Sometimes the setup of the VHS video player was easy. The films played without requiring any tuning. There were occasions where some films wouldn’t play. We’d be the 76th family to have hired this film so can image the wear and usability of a magnetic video cassette.
I guess for our parents, these South Asian films were that access back to their homelands. Underneath their bravery and solid fronts, they missed their parents, their homes, their friends, their communities and the entire South Asian beautiful climate. It couldn’t have been easy for them. Perhaps these films allowed us to recognise their struggles and their ‘home sickness’ which they’d never uttered.
At times I lay awake in bed, think, and look back to those times, it was about unity, nervousness and to some degree survival on many fronts. It was survival on many fronts. A total change in culture for our parents and imagine having to turn up to work in a factory to see big machines churning out material and the noise, imagine the language barrier and having to work 12 hour shifts 7 days a week, imagine in addition having to learn where to pay the bills and the different types of bills to pay, imagine having to learn to stay sane and focused in the cold British wet weather further polluted by the fumes from coal burning, imagine having to bring up children in an environment which you didn’t understand yourself, imagine having to be rejected by the country men who you’ve come to support their economy and integrate? Often the struggle of the women, mothers who were part of the big change is overlooked.
The backbone to the home and survival was the mothers. Often they’re overlooked and forgotten in history. The mother aligned to a mothers unofficial society, where each mother bounced off the other for support. I mean real support. I guess if one mother failed then it’ll be seen as the whole group of mothers failing, so whilst the fathers confirmed their stiff upper lips, the mothers hardened their faith and truly became the backbone to our integration and survival.
The South Asian film industry ‘Bollywood’ was on the rise. The songs from the new released Bollywood movie would often play in all households, at the same time, synchronising the momentum and memories. Naturally back then new releases came far few and in between which meant change in the culture was hardly noticed.

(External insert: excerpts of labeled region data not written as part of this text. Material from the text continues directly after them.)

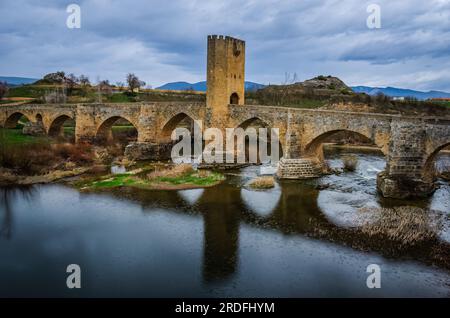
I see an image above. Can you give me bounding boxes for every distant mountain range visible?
[157,81,265,92]
[0,76,450,100]
[157,81,450,100]
[0,76,38,86]
[351,86,450,100]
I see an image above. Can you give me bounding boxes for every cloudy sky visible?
[0,0,450,91]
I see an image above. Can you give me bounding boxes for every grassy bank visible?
[0,128,49,145]
[75,165,224,191]
[7,84,206,103]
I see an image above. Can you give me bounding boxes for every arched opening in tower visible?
[96,116,138,155]
[230,93,239,105]
[234,117,283,164]
[48,115,75,143]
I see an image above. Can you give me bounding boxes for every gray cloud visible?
[0,0,450,91]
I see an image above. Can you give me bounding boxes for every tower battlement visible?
[206,35,245,124]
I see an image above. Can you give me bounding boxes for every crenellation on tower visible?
[206,35,245,126]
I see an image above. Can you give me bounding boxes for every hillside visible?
[156,81,265,92]
[351,86,450,100]
[246,76,450,117]
[0,76,37,86]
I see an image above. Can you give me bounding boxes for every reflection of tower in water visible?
[199,185,242,282]
[0,187,35,240]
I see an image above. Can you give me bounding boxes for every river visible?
[0,153,450,297]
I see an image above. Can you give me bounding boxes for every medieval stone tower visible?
[206,35,245,127]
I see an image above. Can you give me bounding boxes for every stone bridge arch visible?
[232,114,285,163]
[304,129,387,155]
[95,115,139,142]
[158,111,203,142]
[299,112,391,157]
[3,110,35,128]
[46,112,75,137]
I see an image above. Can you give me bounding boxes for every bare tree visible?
[98,80,112,96]
[0,82,8,100]
[78,74,91,86]
[64,73,79,96]
[279,72,297,105]
[116,82,125,92]
[78,74,91,96]
[127,73,145,92]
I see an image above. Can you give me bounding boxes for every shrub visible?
[147,164,194,179]
[53,143,94,164]
[361,206,442,245]
[342,155,358,172]
[249,176,275,189]
[0,144,55,174]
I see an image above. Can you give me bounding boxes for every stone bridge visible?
[0,36,450,198]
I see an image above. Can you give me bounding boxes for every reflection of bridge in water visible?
[0,181,449,282]
[0,36,450,198]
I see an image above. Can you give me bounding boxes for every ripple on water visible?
[317,190,380,227]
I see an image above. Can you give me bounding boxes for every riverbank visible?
[70,163,225,191]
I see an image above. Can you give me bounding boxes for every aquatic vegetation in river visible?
[249,176,275,189]
[78,165,224,190]
[361,206,442,245]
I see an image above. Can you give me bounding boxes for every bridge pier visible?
[377,172,436,199]
[377,119,435,199]
[125,142,173,160]
[277,157,324,179]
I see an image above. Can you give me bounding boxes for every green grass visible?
[7,85,50,98]
[7,84,206,103]
[156,172,224,186]
[90,173,138,189]
[0,128,48,145]
[79,171,224,190]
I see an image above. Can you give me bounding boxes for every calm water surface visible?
[0,154,450,297]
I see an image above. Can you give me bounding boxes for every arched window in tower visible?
[230,93,239,105]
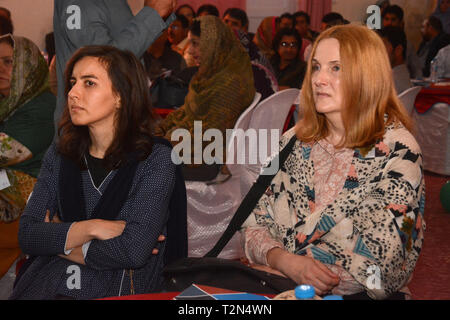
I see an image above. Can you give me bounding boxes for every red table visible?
[100,292,180,300]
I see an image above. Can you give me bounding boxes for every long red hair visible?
[296,25,413,148]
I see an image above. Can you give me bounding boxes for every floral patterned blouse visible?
[242,125,425,299]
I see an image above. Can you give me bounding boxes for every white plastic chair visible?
[239,88,300,197]
[186,93,261,259]
[412,103,450,176]
[398,86,422,115]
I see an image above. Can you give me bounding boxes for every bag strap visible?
[205,135,297,257]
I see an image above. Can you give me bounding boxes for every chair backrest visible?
[226,92,261,175]
[398,86,422,115]
[249,88,300,160]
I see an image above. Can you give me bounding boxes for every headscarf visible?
[0,34,49,122]
[156,16,255,160]
[432,0,450,34]
[253,17,278,59]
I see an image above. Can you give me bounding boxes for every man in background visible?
[419,16,450,77]
[382,5,422,79]
[379,26,412,94]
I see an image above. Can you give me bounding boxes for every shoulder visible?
[143,138,176,172]
[42,142,61,171]
[384,125,422,154]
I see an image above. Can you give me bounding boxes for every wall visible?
[332,0,437,48]
[0,0,437,50]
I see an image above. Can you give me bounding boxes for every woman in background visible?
[0,35,56,278]
[156,15,255,180]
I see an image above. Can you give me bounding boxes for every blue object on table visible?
[295,284,316,300]
[323,295,344,300]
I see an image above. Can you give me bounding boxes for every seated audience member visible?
[417,19,431,70]
[0,15,14,36]
[197,4,219,17]
[45,32,55,65]
[381,5,405,28]
[382,5,422,78]
[320,12,347,32]
[294,11,319,43]
[432,0,450,34]
[175,4,196,26]
[223,8,248,32]
[233,30,279,101]
[271,29,306,90]
[223,8,255,41]
[142,30,188,108]
[294,11,319,60]
[436,45,450,79]
[242,26,425,299]
[0,35,56,278]
[167,15,189,55]
[155,16,255,180]
[379,27,412,94]
[0,7,11,20]
[279,12,295,29]
[10,46,183,299]
[143,31,186,81]
[303,12,349,61]
[253,17,279,59]
[376,0,391,15]
[421,16,450,77]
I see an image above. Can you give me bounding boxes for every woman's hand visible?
[267,248,340,295]
[90,219,126,240]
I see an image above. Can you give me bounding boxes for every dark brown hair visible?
[57,46,154,169]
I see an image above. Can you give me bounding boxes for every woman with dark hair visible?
[11,46,185,299]
[271,29,306,90]
[197,4,219,17]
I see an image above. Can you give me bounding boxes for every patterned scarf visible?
[0,34,49,223]
[0,34,49,122]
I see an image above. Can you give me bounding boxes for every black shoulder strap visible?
[205,136,297,257]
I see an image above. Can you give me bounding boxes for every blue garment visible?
[10,144,176,299]
[432,0,450,33]
[53,0,175,127]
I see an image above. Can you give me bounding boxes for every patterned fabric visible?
[243,126,425,299]
[0,35,49,122]
[10,144,175,299]
[0,35,48,223]
[156,16,255,162]
[0,170,37,223]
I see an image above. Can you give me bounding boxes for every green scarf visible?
[157,16,255,151]
[0,34,49,122]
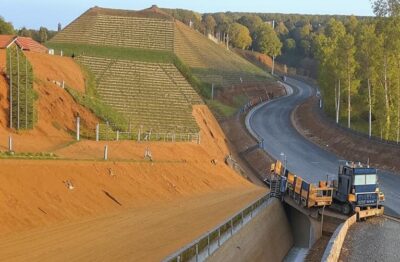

Looking back at some of the scenes, I swear, if any young British Asian was to watch today, they’d have their side splitting moments. Back then, they were amusing, unreal and outrageous yet connecting. I guess between the lines, the parents could still see the connection to their homeland. Simple lifestyle living in harmony with other people and their animals and vegetation.
I don’t believe parents back in those days understood the two different worlds that existed. Although in their faith and memories they could combine both worlds but in reality they were, to some degree, two extreme ends.